New space has also been given to revenue-raising function rooms, education facilities, an expanded auditorium, a bigger research library and informal amphitheatres. A staffed learning centre will encourage visitors to explore the work of individual artists represented in the collection. As the first featured artist, Reuben Paterson will be presenting Gazillion Swirl, an open invitation to manipulate and “kaleidoscope” one of the artist’s digitised paintings using interactive software developed by CoLab at neighbouring AUT University. “It’s taking painting and making it something so much more,” says Paterson. “It’s almost like creating an installation of experience.”

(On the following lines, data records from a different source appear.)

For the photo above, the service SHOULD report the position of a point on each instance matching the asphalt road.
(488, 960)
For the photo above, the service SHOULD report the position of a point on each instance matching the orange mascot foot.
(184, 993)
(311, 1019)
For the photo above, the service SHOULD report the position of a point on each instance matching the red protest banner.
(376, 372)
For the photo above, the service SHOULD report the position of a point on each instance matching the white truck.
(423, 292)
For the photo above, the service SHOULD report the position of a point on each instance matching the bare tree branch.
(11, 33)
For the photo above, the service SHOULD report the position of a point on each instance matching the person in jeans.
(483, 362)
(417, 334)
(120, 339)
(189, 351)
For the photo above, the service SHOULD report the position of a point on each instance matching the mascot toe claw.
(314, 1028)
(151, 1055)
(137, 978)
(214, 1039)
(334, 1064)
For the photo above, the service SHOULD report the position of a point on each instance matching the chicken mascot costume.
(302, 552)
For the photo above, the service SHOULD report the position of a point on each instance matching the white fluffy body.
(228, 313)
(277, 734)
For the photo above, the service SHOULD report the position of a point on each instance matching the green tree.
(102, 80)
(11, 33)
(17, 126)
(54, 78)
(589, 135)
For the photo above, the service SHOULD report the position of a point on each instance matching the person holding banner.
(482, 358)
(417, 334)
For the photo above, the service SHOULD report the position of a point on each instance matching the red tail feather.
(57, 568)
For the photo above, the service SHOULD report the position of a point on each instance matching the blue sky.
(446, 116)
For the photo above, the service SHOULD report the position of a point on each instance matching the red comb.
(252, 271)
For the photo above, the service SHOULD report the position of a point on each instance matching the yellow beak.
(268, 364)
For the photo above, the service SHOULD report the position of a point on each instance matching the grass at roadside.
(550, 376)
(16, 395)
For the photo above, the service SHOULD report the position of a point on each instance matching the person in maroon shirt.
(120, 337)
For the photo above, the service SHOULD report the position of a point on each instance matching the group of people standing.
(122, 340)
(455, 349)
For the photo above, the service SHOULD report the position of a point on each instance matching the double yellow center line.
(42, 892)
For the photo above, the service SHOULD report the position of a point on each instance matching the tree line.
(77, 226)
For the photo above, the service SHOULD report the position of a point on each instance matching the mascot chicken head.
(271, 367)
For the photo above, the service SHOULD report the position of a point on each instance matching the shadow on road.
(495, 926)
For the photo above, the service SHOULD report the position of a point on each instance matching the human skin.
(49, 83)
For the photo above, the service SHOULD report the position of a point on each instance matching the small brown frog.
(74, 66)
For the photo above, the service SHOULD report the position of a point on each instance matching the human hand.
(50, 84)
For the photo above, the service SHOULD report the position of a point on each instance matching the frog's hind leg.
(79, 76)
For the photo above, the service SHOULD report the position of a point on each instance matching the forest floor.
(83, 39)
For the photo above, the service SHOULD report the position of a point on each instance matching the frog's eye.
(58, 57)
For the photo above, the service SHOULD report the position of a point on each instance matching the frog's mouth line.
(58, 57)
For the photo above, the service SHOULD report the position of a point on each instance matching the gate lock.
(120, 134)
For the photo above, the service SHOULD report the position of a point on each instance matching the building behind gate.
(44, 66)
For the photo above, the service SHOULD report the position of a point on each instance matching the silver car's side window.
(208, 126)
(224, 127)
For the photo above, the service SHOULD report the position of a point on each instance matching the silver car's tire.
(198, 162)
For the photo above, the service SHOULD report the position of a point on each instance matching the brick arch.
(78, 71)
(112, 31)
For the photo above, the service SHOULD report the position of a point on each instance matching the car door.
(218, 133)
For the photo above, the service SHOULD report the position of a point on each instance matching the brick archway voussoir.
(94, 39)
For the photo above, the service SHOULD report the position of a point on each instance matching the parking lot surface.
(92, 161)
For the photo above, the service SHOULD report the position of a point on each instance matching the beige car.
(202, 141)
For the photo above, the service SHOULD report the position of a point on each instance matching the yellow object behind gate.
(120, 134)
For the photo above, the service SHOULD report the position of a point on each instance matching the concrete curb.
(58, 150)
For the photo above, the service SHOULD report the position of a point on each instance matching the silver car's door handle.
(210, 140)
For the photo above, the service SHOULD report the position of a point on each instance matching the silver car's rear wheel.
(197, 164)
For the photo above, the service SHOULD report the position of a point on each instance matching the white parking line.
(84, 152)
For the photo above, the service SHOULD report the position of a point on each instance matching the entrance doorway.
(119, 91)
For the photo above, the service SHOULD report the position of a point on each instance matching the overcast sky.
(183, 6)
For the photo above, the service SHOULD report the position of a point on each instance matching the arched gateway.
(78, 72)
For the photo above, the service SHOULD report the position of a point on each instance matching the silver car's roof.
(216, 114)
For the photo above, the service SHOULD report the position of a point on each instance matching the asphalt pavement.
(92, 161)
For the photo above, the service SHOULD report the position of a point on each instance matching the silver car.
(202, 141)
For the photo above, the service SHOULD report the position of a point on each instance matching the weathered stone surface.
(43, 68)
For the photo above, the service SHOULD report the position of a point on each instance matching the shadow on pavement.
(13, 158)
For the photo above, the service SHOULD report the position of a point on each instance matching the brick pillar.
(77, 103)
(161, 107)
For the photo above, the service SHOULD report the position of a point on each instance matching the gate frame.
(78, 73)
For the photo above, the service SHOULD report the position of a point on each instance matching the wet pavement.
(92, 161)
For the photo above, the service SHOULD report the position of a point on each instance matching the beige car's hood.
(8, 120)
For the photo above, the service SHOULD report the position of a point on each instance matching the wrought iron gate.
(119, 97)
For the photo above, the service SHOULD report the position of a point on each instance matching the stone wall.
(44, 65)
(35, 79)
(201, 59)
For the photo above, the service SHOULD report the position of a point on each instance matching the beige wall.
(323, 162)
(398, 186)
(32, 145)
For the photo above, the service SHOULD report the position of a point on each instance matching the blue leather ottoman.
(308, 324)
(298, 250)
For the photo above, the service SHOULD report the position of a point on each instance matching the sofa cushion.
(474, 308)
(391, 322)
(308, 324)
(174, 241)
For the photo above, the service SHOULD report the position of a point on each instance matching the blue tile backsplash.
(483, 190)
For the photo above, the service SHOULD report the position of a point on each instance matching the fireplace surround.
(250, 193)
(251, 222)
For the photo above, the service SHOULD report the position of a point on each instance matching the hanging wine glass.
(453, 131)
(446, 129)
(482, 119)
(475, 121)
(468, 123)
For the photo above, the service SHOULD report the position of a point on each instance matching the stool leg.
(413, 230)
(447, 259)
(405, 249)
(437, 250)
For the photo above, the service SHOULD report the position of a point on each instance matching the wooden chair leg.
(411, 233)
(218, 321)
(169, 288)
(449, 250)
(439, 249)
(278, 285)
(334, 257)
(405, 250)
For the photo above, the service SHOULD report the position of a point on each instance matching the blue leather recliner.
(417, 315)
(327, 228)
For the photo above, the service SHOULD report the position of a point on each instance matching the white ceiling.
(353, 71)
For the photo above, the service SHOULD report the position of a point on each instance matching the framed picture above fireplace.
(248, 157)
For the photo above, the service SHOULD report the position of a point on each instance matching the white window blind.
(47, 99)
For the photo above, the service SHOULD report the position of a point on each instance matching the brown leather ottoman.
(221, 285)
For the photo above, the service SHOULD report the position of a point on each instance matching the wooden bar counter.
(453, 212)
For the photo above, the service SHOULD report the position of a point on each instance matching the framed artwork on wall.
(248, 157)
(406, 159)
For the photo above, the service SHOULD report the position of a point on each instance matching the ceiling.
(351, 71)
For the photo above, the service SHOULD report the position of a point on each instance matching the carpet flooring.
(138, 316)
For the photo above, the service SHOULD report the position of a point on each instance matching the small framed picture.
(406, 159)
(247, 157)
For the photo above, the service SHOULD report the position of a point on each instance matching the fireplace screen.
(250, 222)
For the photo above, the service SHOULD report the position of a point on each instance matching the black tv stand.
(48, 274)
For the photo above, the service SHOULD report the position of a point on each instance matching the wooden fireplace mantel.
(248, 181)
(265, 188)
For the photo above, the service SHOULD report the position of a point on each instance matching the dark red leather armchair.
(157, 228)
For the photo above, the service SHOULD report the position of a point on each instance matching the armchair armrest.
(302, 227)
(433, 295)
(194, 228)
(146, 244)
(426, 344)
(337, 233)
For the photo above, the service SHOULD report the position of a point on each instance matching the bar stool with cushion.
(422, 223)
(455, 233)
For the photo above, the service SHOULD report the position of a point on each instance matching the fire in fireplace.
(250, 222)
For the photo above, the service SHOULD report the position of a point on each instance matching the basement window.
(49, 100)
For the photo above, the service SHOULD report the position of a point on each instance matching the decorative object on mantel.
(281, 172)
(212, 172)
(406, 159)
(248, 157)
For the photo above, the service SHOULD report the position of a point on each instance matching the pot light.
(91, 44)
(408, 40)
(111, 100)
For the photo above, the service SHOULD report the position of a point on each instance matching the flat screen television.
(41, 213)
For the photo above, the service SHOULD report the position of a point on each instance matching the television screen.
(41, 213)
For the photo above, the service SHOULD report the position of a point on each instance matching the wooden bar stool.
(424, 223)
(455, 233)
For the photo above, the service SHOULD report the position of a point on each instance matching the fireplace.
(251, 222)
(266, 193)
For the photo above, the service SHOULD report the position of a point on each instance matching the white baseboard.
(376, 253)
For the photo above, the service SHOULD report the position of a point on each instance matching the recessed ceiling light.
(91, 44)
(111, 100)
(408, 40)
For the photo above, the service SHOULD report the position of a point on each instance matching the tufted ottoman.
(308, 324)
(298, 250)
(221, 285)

There will be art trails, information panels, iPad multimedia guides aiming, says Saines, not only to tell the multiple stories of New Zealand art “but to use interpretative strategies, so it’s not just a structural experience of the collection through display”.
Noisy?
“Galleries this big can be sanctuaries – places of quiet, retreat and reflection – and noisy social spaces. They have to run the gamut of all these things.”

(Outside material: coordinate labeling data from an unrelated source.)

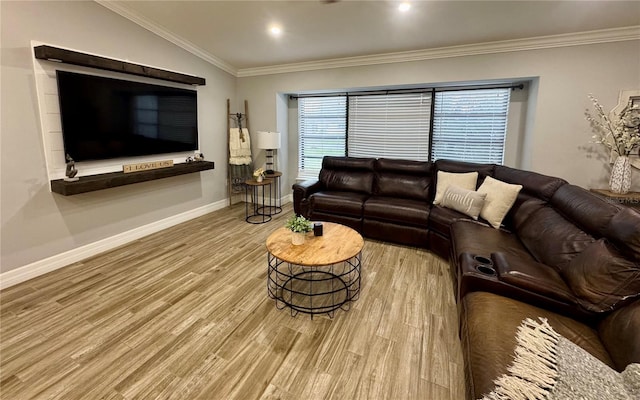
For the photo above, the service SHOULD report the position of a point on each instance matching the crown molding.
(504, 46)
(165, 34)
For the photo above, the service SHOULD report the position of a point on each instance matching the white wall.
(556, 131)
(37, 224)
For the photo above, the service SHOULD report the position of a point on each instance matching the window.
(467, 125)
(470, 125)
(322, 123)
(390, 126)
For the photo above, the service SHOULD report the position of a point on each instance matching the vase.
(620, 181)
(297, 238)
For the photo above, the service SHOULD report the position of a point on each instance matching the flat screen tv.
(105, 118)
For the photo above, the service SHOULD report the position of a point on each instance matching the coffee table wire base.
(313, 289)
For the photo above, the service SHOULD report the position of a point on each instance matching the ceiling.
(235, 33)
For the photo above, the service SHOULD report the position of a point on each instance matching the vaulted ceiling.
(234, 34)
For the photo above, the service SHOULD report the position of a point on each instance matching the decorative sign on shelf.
(146, 166)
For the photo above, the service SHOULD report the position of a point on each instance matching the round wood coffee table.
(318, 277)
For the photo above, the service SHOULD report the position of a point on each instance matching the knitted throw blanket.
(547, 366)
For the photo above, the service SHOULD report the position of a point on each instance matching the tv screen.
(104, 118)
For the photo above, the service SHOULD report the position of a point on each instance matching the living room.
(42, 231)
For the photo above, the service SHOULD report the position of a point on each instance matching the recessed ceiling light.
(275, 30)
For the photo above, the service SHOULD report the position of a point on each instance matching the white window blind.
(390, 126)
(322, 129)
(470, 125)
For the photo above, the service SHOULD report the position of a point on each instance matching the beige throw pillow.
(500, 198)
(467, 180)
(468, 202)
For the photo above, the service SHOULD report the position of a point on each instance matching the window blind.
(470, 125)
(389, 126)
(322, 123)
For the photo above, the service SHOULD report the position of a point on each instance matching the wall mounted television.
(106, 118)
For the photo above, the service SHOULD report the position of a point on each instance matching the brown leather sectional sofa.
(562, 253)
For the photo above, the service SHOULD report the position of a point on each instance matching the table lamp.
(269, 141)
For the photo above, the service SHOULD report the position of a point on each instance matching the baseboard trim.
(35, 269)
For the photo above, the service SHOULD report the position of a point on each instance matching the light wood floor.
(184, 314)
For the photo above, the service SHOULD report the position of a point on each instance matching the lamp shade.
(268, 140)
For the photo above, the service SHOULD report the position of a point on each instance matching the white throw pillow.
(500, 198)
(467, 180)
(468, 202)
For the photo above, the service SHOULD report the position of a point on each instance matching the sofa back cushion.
(483, 170)
(550, 238)
(347, 174)
(620, 225)
(402, 178)
(534, 186)
(601, 278)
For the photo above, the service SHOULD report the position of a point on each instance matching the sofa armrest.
(301, 193)
(619, 332)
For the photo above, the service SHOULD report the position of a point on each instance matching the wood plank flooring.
(184, 314)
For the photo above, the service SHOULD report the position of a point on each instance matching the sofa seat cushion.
(341, 203)
(441, 218)
(400, 211)
(488, 334)
(478, 239)
(620, 332)
(534, 277)
(602, 278)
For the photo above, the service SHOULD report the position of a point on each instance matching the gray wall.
(556, 135)
(36, 223)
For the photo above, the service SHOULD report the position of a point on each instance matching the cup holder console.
(484, 265)
(483, 260)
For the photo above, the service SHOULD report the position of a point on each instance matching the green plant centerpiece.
(299, 226)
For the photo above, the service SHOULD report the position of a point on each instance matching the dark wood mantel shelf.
(92, 183)
(88, 60)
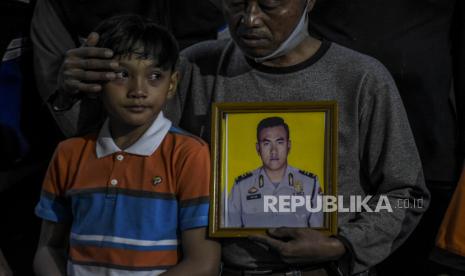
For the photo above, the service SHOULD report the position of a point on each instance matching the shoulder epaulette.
(309, 174)
(243, 176)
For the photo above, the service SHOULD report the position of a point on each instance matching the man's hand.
(84, 67)
(302, 245)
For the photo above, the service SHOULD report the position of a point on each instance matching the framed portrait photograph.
(273, 165)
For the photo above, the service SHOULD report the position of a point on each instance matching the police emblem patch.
(156, 180)
(298, 187)
(256, 196)
(253, 190)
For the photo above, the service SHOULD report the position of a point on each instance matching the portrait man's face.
(260, 26)
(273, 146)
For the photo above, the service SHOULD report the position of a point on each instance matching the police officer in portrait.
(246, 202)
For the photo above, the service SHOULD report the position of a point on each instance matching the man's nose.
(137, 88)
(273, 148)
(252, 15)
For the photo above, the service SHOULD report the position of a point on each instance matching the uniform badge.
(256, 196)
(253, 190)
(156, 180)
(298, 187)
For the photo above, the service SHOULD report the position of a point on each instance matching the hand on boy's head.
(85, 67)
(302, 245)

On Saines’s desk is a mock-up of Art Toi: New Zealand Art at the Auckland Art Gallery edited by senior curator Ron Brownson, one of two books coinciding with the gallery opening (the other, I Spy New Zealand Art, is an alphabet book based on works on the walls). A comprehensive overview of the history of New Zealand art as read through the collection, the book documents a gallery that has, at least since the era of directors Eric Westbrook and Peter Tomory in the 1950s and 60s, taken on a national role in representing New Zealand and international art.
This most recent chapter in the gallery’s history has not been without obstacles. The global financial crisis hampered the Art Gallery Foundation’s goal to raise $33.4 million (it still has $12.9 million to find), a stoush over the impact on the historic Albert Park ended up in the Environment Court, and the site itself, wedged between two busy inner-city streets, a historic park and a stately oak tree (T12 in the city plan), appears devilishly constrictive. But the result – elegant, intelligent and surprisingly cohesive – is one of which the city, gearing up for an influx of some 90,000 rugby fans, and the country should be proud.
AUCKLAND ART GALLERY, reopens September 3; the same day sees the release of ART TOI: NEW ZEALAND ART AT THE AUCKLAND ART GALLEY, edited by Ron Brownson (Auckland Art Gallery, $59.95), and I SPY NEW ZEALAND ART (Auckland Art Gallery, $19.95).